Il commença par ne rien entendre au cas de Lydwine. Parmi ses pénitentes, figurait une jeune fille, très dévouée à la sainte. Ils causaient souvent d’elle et toujours il se demandait quel agrément cette jeune fille pouvait bien trouver à demeurer pendant des heures auprès d’une grabataire dont l’aspect l’avait personnellement dégoûté.

Un beau jour, il voulut tirer la chose au clair et il l’interrogea.

Comme elle était très timide, elle n’osa d’abord lui répondre, puis, à la fin, harassée par ses instances, elle ne put s’empêcher de s’écrier : mais si quelqu’un a le droit d’être étonné, c’est moi, mon père, car enfin vous êtes son confesseur ! Comment n’avez-vous jamais rien ressenti de ce que je ressens toutes les fois que je l’approche ?

— Bah ! s’exclama Jan Angeli — qu’éprouvez-vous donc de si extraordinaire lorsque vous êtes en sa présence ?

— Je ne sais, c’est indéfinissable — l’on n’est plus ici-bas, auprès d’elle. Je ne suis pas capable de m’exprimer, mais ce que je puis vous affirmer, c’est que si vous connaissiez cette âme, vous la visiteriez plus souvent !

— Je veux bien être pendu, si je comprends un mot à ce que vous me racontez !

— Eh bien, mon père, vous devez aller chez elle, demain, pour la confesser, regardez sa main et peut-être alors comprendrez-vous.

Le curé se rendit, en effet, le lendemain, à la demeure de Lydwine ; son premier soin fut de chercher à voir la main de la sainte, mais elle était, enfouie sous ses couvertures, parce qu’elle ne l’avait pas revêtue, ainsi qu’elle le faisait d’habitude, d’un gant. La vérité est que si quelqu’un en avait examiné de très près la paume, il aurait découvert la marque plombée des stigmates ; or, elle n’avait jamais parlé à personne de ces douloureux sceaux.

Une seule femme, la veuve Catherine Simon, sans doute, les avait aperçus, et avait pressé Lydwine de questions ; mais celle-ci qui se défendait et d’avouer la vérité et de mentir, gardait le silence. À un certain moment, cependant, poussée à bout, elle s’exclama, en serrant joyeusement la main de son amie : ô tête, ô tête ! — ce qui voulait dire, selon Brugman, taisez-vous, mon secret est à moi !
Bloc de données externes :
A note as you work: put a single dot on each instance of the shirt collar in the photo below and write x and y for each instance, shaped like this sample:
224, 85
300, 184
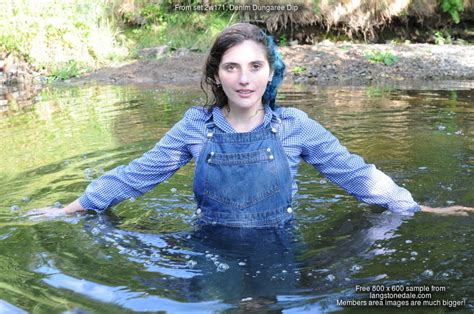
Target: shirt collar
222, 123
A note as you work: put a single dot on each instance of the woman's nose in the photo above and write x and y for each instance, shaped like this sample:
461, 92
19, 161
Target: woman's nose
243, 80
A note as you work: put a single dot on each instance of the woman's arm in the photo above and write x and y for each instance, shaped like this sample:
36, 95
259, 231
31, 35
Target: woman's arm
451, 210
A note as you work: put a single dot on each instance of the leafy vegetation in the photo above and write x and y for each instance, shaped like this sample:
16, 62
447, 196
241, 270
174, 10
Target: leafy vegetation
454, 8
299, 70
385, 57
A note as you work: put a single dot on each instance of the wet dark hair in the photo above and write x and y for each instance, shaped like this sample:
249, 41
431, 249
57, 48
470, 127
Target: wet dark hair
230, 37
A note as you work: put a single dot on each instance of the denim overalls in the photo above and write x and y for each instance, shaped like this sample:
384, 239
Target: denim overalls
243, 179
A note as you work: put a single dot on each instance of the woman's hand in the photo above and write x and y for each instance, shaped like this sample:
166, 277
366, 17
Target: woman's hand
451, 210
53, 212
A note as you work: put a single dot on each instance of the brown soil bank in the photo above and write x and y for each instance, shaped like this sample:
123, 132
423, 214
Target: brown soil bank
323, 63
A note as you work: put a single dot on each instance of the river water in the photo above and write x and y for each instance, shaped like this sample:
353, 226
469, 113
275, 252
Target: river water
145, 254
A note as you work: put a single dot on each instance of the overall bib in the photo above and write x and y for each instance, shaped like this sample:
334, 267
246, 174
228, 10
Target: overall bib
243, 179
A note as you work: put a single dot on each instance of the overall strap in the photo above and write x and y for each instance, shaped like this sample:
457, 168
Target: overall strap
275, 122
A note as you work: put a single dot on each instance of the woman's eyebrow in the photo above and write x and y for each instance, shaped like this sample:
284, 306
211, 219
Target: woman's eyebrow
235, 63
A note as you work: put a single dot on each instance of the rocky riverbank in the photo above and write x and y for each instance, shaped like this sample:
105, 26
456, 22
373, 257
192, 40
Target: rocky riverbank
323, 63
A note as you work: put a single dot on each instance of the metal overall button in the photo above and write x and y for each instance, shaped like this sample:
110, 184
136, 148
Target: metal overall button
210, 156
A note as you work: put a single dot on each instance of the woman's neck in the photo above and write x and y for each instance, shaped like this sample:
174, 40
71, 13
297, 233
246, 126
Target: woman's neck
244, 120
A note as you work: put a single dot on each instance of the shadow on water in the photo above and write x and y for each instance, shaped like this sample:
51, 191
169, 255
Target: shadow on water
218, 268
150, 257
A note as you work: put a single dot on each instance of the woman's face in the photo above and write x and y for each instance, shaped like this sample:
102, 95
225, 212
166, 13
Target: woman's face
244, 73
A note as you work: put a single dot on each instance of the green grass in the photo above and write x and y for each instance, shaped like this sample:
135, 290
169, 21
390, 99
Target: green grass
192, 30
66, 38
377, 56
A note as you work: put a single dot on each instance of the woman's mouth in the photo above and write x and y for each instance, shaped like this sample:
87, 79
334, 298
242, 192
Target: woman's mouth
244, 93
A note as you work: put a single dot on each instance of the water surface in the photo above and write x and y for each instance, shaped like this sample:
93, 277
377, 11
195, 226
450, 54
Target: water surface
145, 254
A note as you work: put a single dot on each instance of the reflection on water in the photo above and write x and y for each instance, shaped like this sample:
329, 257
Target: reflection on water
147, 255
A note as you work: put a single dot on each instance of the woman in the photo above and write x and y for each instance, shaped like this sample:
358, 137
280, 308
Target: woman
247, 150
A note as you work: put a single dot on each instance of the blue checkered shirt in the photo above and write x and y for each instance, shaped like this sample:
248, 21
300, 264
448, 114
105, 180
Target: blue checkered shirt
302, 139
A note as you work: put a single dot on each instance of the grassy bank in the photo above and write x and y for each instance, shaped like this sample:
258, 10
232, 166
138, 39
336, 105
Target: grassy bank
67, 38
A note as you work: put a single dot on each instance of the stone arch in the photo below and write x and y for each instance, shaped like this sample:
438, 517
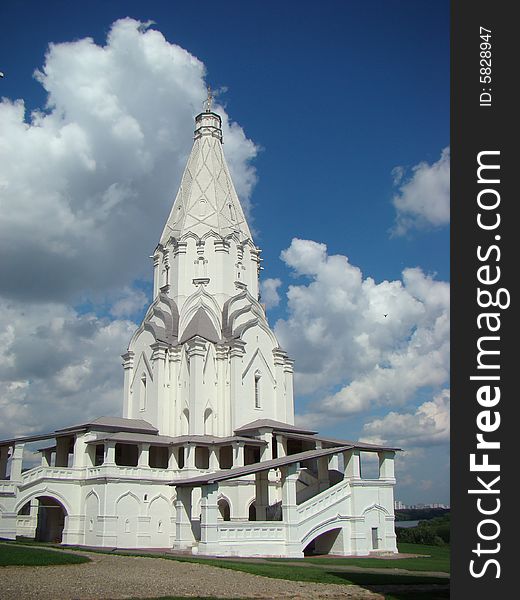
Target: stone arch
337, 522
251, 509
44, 491
160, 512
224, 507
208, 421
127, 509
185, 422
91, 518
51, 522
200, 299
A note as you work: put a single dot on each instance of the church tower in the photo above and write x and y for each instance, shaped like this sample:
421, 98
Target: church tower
204, 361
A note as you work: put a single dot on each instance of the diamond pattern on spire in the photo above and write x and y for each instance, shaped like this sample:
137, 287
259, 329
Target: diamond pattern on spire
206, 199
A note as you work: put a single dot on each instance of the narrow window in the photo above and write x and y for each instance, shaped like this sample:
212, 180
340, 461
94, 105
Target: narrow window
142, 393
257, 390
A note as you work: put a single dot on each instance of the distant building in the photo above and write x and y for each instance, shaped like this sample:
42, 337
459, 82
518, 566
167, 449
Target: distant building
206, 456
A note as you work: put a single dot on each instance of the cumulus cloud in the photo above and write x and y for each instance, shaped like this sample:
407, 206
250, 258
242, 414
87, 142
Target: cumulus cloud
269, 292
357, 343
428, 425
422, 199
86, 183
58, 367
129, 303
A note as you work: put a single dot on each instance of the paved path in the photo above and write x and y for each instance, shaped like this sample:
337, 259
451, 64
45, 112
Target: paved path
111, 577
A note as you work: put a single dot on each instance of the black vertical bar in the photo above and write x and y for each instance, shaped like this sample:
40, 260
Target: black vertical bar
484, 119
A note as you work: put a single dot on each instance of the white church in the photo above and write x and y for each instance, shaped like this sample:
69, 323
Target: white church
206, 457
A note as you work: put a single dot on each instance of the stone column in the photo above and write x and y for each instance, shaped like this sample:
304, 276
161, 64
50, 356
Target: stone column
323, 473
173, 457
386, 464
184, 537
80, 452
144, 456
281, 442
159, 352
209, 519
62, 451
236, 353
110, 453
279, 361
290, 509
266, 452
223, 427
46, 457
352, 463
128, 369
4, 455
196, 351
156, 274
214, 464
189, 456
238, 454
288, 371
16, 462
175, 355
262, 495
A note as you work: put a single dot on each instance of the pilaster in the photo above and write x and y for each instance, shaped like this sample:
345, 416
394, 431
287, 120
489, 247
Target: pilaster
128, 369
196, 352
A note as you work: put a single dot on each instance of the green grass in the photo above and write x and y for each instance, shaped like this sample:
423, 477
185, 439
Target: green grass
314, 574
279, 569
438, 559
11, 554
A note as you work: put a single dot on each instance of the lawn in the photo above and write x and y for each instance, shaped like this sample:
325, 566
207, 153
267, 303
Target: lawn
316, 574
437, 559
30, 556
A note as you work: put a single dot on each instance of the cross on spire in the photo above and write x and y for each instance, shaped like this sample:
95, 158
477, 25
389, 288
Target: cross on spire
209, 99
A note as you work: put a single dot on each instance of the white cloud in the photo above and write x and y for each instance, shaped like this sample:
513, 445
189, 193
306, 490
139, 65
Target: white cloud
423, 200
428, 425
86, 184
58, 367
341, 340
269, 292
131, 301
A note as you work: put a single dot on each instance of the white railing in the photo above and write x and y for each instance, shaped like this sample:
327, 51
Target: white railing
7, 488
317, 504
254, 531
38, 473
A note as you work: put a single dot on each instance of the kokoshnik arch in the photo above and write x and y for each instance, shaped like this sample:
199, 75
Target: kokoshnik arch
206, 456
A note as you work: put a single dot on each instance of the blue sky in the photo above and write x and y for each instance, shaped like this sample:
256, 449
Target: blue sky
335, 96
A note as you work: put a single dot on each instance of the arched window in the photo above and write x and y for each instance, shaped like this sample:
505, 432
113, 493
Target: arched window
142, 393
258, 402
208, 422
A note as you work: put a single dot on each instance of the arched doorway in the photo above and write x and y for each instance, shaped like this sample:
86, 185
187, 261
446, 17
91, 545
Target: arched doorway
51, 520
324, 543
224, 509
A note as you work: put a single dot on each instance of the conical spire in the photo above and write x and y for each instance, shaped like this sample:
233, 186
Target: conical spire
206, 200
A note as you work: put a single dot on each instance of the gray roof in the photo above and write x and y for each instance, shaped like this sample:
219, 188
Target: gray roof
336, 442
265, 465
200, 325
112, 424
272, 424
164, 440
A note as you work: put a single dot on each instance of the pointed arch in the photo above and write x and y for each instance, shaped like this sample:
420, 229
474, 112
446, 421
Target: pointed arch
259, 362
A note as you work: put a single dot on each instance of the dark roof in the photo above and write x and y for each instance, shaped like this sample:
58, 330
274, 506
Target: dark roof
202, 326
272, 424
164, 440
112, 424
256, 467
335, 442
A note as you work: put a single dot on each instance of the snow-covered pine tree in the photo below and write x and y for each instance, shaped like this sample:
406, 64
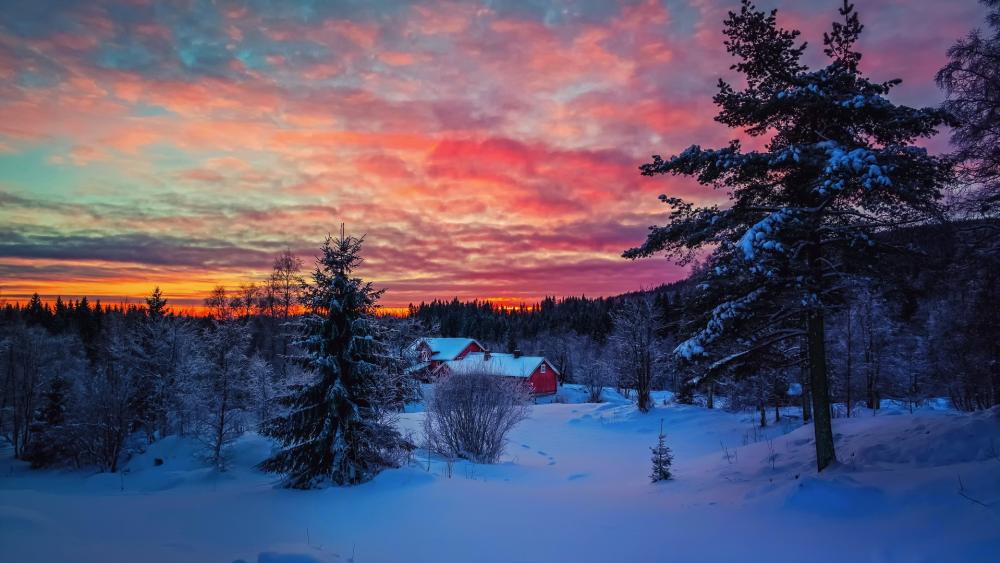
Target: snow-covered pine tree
331, 432
662, 458
839, 168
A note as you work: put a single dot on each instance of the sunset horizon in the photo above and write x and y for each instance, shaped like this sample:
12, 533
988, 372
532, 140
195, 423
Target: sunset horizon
488, 152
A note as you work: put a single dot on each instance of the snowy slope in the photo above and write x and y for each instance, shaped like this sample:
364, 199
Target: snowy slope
573, 487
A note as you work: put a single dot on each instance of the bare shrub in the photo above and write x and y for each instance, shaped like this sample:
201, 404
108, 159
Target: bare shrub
471, 414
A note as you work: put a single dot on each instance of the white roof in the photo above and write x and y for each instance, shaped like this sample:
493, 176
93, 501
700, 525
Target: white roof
447, 348
498, 364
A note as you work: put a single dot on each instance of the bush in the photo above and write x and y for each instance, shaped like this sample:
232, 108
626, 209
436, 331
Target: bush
470, 415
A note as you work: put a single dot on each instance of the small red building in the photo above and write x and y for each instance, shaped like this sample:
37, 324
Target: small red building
538, 371
430, 353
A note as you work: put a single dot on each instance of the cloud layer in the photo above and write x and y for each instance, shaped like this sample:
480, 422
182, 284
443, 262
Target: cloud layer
487, 149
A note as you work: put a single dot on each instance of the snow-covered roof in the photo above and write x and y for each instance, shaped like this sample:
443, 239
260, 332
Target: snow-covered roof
498, 364
447, 348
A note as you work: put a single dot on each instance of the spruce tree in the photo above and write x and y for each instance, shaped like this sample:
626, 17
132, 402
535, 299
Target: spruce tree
839, 168
156, 305
662, 458
333, 431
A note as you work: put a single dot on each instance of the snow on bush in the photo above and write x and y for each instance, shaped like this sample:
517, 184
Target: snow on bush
470, 415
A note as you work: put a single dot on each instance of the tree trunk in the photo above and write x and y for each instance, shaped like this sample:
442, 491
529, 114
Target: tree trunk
820, 386
806, 404
822, 426
847, 375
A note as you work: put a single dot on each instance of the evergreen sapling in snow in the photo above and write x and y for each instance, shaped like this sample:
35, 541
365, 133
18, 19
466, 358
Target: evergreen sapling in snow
662, 459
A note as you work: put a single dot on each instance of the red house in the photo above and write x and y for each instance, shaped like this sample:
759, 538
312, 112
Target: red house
536, 370
430, 353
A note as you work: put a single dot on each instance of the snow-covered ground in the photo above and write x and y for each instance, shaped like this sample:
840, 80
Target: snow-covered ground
573, 487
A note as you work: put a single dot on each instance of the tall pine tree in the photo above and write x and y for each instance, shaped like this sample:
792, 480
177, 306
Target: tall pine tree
839, 168
333, 430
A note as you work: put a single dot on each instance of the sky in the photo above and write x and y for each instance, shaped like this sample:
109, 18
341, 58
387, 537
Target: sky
486, 149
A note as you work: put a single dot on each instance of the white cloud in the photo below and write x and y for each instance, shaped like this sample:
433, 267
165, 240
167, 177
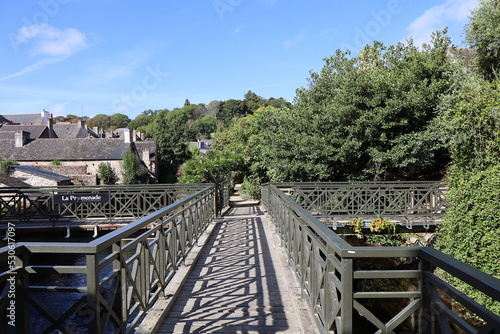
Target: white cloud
294, 40
52, 42
438, 17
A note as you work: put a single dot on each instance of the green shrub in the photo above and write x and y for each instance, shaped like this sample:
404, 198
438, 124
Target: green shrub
250, 188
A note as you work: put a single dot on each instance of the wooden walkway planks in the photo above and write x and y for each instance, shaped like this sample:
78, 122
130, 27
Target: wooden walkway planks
240, 283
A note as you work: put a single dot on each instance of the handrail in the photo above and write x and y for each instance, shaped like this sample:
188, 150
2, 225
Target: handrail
332, 276
124, 272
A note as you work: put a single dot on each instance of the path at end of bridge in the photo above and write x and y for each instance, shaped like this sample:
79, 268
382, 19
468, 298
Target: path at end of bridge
238, 283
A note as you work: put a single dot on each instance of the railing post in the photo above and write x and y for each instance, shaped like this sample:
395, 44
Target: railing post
425, 316
93, 304
346, 296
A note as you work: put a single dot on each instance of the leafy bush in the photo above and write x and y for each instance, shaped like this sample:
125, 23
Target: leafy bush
5, 164
134, 172
250, 188
106, 173
380, 225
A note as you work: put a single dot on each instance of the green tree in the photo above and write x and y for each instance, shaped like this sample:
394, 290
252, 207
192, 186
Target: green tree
365, 117
106, 173
229, 110
134, 172
204, 126
141, 120
483, 35
469, 124
470, 230
119, 120
222, 165
72, 118
101, 121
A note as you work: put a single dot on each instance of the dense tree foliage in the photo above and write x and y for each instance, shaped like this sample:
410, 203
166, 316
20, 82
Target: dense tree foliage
483, 36
171, 132
102, 121
361, 118
134, 171
469, 125
119, 120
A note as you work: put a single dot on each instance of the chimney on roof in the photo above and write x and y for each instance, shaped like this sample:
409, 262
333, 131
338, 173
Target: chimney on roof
145, 156
21, 137
50, 123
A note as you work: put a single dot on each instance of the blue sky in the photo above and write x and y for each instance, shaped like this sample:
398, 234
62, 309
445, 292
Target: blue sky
88, 57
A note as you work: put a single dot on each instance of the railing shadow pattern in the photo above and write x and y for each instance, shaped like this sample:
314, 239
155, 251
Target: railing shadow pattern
326, 265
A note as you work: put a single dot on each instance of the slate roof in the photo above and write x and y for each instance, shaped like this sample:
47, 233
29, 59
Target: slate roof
9, 181
25, 119
36, 131
41, 173
75, 149
69, 130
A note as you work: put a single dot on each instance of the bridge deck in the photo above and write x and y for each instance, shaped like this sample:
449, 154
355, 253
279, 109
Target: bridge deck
240, 283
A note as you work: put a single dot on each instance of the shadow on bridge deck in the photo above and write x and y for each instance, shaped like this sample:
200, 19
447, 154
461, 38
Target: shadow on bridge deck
240, 283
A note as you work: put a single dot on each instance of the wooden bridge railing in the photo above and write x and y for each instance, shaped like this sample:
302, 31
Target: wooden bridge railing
107, 203
116, 278
339, 285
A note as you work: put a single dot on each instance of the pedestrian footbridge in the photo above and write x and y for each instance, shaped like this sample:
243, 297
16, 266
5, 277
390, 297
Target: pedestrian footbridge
201, 265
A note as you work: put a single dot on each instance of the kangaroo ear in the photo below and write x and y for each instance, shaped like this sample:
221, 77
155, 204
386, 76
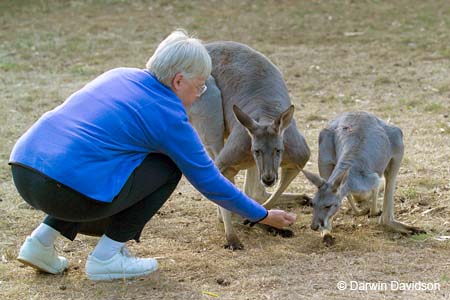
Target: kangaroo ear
339, 180
245, 119
314, 179
283, 120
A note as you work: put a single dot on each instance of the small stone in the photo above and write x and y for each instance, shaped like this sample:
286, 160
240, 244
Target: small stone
223, 282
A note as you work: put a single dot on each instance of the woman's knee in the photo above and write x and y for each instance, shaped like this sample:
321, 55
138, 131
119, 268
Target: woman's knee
170, 166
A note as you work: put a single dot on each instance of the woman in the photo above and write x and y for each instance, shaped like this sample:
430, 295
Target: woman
115, 150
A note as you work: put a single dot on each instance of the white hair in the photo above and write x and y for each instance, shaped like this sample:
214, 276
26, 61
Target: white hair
179, 53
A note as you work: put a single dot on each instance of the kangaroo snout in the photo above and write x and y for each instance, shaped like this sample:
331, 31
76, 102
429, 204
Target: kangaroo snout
268, 180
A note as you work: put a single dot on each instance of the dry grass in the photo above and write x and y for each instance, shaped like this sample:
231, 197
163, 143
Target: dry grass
388, 57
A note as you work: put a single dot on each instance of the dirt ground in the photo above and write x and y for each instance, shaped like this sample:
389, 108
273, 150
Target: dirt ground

Toujours est-il qu’elle cachait de son mieux cette main gauche, la seule dont elle pouvait se servir, mais ce qu’elle ne parvenait pas à dissimuler, c’était le parfum têtu d’épices qui s’en exhalait.

Il était, selon Gerlac, perceptible au goût et, quand on l’avait respiré, l’on avait en quelque sorte aussi dégusté de célestes friandises dont la saveur rappelait, mais ainsi que de précieux crûs rappellent de fallacieuses vinasses, le bouquet fébrile des girofles, l’ardeur poivrée du gingembre, la candeur fûtée de la cinnamome, de la cannelle, surtout.

Résolu à ne pas s’éloigner, sans avoir contenté sa curiosité, Dom Angeli dit :

— Ma très chère mère Lydwine, veuillez me donner votre main.

Par obéissance, elle la lui tendit et la chambre fut aussitôt embaumée.

— Ah ! s’écria-t-il, pourquoi ne m’avez-vous jamais révélé que vous disposiez des aromates perdus de l’Eden ? et comment ne me suis-je pas rendu compte, moi-même, alors que je vous confessais, que vous étiez une de ces âmes que Jésus se plaît à emplir jusqu’aux bords de ses grâces !

— Souvenez-vous de nos entretiens, mon père, répliqua Lydwine ; je vous ai bien souvent insinué que mes peines n’étaient que la contre-partie de mes joies ; si vous n’avez pas mieux deviné le sens de mes allusions, c’est sans doute parce que Dieu désirait qu’il en fût ainsi.

Il s’exclama : vos paroles ont été pour moi comme des roses que l’on offrirait à un porc !

Et il était de bonne foi, en se traitant ainsi, car cette odeur qui fluait des doigts de la malade agissait non seulement sur son odorat et sur son goût, mais encore elle pénétrait jusqu’au fond de sa conscience et en faisait jaillir le remords d’affreux péchés. Il n’y tint plus et il soupira, en fondant en larmes :

— Écoutez-moi, je sens que le Seigneur m’ordonne de me confier à vous ; j’ai commis des turpitudes sans nom, des fautes horribles.

Il se jeta à genoux, mais pris de vergogne, effaré par l’immondice de désolants aveux, il n’osa se traîner jusqu’au bout de ses accusations et se tut.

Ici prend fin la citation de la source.